#### Name : Syed Khalid Ahmed
#### Marticulation number : 276970

# Named Entity Recognition (NER) using Python and nltk-trainer

In this task, I have used nltk-trainer, which is an open-source tool for Natural Language Processing. I have used their scripts to train the models using Naive Bayes classifier. I tried to implement the algorithm by myself on the available data but I was not able to model the whole process.

## POS tagger function

I have implemented a POS tagger for tagging words to be used in NER algorithm. I have followed the link on nltk website and create a combined tagger. 

The file POS-tagger.py contains the following code

In [1]:
#!/usr/bin/env python

import nltk
from nltk.corpus import conll2000 
from pickle import dump

## Here I have implemented a combined tagger to increase the accuracy of the tagger
def BackoffTaggers(train_data,test_data):

    Default_tagger = nltk.DefaultTagger('NN')
    Unigram_tagger = nltk.UnigramTagger(train_data, backoff=Default_tagger)
    Bigram_tagger = nltk.BigramTagger(train_data, backoff=Unigram_tagger)

    print("\nAccracy on the test data comes out to be : ",end='')
    print(Bigram_tagger.evaluate(test_data))  # Evaluating the accuracy on test data  
    
    ## Dump the tagger in a file to be used later
    output = open('tagged_data.pkl','wb')
    dump(Bigram_tagger,output, -1)
    output.close()
    
    print("\nDumped the data in a file for later use")

## Function to read the CONLL corpus
def read_conll(path):
    result = []
    file = open(path)
    sent = []
    for line in file:
        line = line.strip('\n')
        if not line.strip(' '):
            result.append(sent)
            sent = []
            continue
        (word,pos,tag) = line.split(' ')
        sent.append((word,pos))     # storing only word and POS to train the tagger
    return result

if __name__=="__main__":
    

    conll_train = read_conll('train.txt')   # Read the CONLL training text
    conll_test = read_conll('test.txt')     # Read the CONLL testing text

    BackoffTaggers(conll_train,conll_test)  # Call the function
    



Accracy on the test data comes out to be : 0.9174493952761889

Dumped the data in a file for later use


## Named Entity Recognition 

Here, I have used the script provided by the nltk-trainer library to train the Naive-Bayes classifier on the training data of the CONLL2000 corpus. I have attached the relevant screenshot also

![title](Training.png)

## Main Program

By using the above generated objects from POS tagger function and Named Entity Recognition function, we can now combine them and create a NER program.
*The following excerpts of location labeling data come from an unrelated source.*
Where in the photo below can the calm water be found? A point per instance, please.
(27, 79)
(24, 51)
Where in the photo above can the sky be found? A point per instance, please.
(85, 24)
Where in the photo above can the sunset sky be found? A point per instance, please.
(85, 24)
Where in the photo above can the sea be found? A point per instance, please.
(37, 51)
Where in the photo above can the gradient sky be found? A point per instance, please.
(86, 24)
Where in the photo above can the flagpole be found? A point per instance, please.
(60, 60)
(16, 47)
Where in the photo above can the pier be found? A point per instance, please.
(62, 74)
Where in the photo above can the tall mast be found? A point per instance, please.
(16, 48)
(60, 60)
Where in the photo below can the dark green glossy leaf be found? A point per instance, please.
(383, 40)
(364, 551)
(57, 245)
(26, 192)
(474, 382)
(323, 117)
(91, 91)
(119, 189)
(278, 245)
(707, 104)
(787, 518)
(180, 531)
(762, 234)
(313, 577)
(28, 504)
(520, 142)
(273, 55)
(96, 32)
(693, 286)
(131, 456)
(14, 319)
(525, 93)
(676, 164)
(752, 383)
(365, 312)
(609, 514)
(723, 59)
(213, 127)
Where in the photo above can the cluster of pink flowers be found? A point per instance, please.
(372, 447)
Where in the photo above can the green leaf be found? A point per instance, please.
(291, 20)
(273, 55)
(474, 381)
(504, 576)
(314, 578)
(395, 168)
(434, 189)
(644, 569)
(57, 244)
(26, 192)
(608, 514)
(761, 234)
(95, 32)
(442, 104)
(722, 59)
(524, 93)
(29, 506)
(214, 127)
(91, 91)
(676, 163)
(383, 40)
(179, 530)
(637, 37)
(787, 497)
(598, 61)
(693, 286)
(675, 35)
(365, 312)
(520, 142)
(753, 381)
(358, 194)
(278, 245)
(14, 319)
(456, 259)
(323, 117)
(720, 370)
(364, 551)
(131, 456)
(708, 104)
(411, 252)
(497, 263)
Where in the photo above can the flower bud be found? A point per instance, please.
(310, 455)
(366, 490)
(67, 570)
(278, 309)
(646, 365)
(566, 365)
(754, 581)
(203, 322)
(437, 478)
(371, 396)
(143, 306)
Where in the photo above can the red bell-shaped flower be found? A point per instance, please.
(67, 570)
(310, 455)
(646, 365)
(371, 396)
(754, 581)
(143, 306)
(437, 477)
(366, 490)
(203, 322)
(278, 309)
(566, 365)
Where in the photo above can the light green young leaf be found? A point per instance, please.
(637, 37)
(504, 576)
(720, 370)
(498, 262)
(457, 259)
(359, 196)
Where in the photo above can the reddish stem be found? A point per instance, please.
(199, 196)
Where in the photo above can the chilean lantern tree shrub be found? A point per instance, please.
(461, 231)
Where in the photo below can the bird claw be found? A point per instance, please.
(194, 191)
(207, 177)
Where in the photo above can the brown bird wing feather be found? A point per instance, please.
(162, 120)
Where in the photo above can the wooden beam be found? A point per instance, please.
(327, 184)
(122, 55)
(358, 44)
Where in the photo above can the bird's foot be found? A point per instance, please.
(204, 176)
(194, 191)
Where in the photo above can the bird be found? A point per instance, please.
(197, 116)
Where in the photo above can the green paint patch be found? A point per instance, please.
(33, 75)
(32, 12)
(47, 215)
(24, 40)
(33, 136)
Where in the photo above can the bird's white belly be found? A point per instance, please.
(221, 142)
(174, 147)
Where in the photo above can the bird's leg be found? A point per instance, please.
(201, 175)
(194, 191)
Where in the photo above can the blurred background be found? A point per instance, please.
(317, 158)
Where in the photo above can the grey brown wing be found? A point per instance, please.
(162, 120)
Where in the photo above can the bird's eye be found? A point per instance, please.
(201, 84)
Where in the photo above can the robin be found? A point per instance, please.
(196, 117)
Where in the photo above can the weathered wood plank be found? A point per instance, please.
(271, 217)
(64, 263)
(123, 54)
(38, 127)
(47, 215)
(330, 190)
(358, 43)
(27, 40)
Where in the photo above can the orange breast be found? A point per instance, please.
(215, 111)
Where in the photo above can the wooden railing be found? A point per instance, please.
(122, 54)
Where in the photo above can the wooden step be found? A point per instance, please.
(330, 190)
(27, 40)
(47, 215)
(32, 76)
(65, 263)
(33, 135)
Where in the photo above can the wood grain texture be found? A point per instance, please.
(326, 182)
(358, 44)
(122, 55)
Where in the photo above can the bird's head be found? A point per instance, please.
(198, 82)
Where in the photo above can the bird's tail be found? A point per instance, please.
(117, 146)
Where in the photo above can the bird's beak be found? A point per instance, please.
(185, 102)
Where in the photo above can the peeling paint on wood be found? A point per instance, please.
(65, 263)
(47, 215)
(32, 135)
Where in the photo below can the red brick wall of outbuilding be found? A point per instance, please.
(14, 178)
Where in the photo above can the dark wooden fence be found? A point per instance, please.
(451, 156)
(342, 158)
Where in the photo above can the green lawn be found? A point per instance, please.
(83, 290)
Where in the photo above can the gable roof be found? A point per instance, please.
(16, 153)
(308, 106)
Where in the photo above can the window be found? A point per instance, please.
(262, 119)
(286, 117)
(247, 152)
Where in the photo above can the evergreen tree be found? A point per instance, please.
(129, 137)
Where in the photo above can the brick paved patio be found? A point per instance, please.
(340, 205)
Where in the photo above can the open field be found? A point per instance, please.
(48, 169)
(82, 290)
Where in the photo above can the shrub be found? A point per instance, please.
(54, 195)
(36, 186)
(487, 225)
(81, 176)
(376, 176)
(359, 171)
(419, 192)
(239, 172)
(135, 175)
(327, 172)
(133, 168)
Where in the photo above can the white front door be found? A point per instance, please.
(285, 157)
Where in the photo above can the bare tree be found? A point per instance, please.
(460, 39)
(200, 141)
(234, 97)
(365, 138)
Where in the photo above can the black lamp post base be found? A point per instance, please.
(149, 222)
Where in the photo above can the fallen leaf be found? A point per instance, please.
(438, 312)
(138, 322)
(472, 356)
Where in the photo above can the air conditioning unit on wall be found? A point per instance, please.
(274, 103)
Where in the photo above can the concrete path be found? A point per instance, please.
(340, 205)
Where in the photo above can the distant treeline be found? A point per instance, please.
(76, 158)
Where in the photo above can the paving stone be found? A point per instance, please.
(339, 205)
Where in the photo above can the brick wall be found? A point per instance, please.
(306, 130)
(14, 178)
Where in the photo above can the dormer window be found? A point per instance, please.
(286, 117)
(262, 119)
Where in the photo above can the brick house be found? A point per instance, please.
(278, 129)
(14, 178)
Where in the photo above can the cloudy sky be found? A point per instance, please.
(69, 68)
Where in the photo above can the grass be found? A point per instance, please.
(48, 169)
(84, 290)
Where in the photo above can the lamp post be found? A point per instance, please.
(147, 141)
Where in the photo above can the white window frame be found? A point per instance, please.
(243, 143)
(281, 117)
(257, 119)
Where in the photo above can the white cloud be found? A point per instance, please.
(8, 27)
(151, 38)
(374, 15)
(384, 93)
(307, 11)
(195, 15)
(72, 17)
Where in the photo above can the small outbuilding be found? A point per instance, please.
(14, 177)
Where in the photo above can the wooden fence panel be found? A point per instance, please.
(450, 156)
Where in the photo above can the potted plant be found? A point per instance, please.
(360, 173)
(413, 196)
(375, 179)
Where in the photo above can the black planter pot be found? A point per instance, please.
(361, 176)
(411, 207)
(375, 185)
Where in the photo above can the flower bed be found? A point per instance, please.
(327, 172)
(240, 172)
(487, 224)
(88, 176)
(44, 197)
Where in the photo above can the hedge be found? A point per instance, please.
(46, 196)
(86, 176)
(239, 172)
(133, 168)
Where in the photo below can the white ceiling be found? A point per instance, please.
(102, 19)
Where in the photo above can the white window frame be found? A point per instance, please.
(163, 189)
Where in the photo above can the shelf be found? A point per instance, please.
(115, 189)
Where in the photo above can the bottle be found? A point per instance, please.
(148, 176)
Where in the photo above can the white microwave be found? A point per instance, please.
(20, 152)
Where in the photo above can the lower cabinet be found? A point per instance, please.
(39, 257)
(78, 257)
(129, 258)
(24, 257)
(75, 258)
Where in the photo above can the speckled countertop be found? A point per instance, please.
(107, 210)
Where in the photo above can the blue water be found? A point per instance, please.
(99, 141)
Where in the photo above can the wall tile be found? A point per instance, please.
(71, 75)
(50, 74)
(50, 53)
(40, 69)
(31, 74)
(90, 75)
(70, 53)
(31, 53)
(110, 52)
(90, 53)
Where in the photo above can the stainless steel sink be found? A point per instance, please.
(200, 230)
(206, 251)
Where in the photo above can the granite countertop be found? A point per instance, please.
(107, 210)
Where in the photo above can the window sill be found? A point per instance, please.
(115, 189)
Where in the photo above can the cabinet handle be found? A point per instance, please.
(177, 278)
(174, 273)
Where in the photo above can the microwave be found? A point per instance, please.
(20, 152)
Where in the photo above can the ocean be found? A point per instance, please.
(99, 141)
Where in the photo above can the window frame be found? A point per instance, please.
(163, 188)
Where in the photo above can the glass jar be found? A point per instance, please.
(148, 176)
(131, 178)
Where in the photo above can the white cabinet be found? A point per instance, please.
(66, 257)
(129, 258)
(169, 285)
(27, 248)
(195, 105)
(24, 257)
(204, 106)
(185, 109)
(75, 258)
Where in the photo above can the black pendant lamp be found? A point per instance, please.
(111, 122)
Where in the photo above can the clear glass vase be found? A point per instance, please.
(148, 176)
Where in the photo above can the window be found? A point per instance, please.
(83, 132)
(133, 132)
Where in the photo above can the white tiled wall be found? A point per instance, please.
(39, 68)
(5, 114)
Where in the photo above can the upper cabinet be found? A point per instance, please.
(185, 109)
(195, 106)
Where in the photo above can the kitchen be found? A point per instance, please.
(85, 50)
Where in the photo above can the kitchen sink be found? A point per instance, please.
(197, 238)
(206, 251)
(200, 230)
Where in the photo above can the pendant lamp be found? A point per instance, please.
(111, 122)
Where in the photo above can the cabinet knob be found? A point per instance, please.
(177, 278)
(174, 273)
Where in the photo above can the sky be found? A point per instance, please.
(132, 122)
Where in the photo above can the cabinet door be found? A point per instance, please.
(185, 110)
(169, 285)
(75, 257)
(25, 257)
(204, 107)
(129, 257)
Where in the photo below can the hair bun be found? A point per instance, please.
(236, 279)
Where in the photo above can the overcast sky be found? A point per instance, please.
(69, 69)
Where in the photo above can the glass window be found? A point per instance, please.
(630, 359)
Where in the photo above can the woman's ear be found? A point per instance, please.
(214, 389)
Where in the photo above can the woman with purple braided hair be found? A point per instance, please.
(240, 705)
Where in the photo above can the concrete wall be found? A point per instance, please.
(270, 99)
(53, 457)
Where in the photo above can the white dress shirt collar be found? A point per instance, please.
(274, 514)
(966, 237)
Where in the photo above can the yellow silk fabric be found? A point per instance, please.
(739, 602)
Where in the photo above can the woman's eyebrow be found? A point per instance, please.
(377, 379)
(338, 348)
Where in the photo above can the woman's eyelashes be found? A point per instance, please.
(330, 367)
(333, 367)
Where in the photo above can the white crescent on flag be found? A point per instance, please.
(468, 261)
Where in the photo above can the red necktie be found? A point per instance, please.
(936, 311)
The file Main_Program.py contains the following code.

In [4]:
#!/usr/bin/env python

import pickle
from pickle import load
import nltk

if __name__ == "__main__":

    file = open('tagged_data.pkl','rb')     # Open the file containing the POS tagger

    POS_tagger = pickle.load(file)          # Load the tagger object using pickle

    ## Load the saved NER classifier object
    ## This file was generated by the nltk-trainer python script which
    ## generates a Naive-Bayes trained classifier
    NER_classifier = nltk.data.load(('conll2000_NaiveBayes.pickle'))    

    string = "Germany is a very beautiful country".split()

    ## Tag the words using the previously made tagger
    tagged_data = POS_tagger.tag(string)

    ## Find the named entities using the NER classifier and the tagger
    output = NER_classifier.parse(tagged_data)

    ## Print the output
    print(output)


(S
  (NP Germany/NNP)
  (VP is/VBZ)
  (NP a/DT very/RB beautiful/JJ country/NN))


As seen in the output, the program separates the named entities. "Germany" is a noun and "a very beautiful country" is also separated.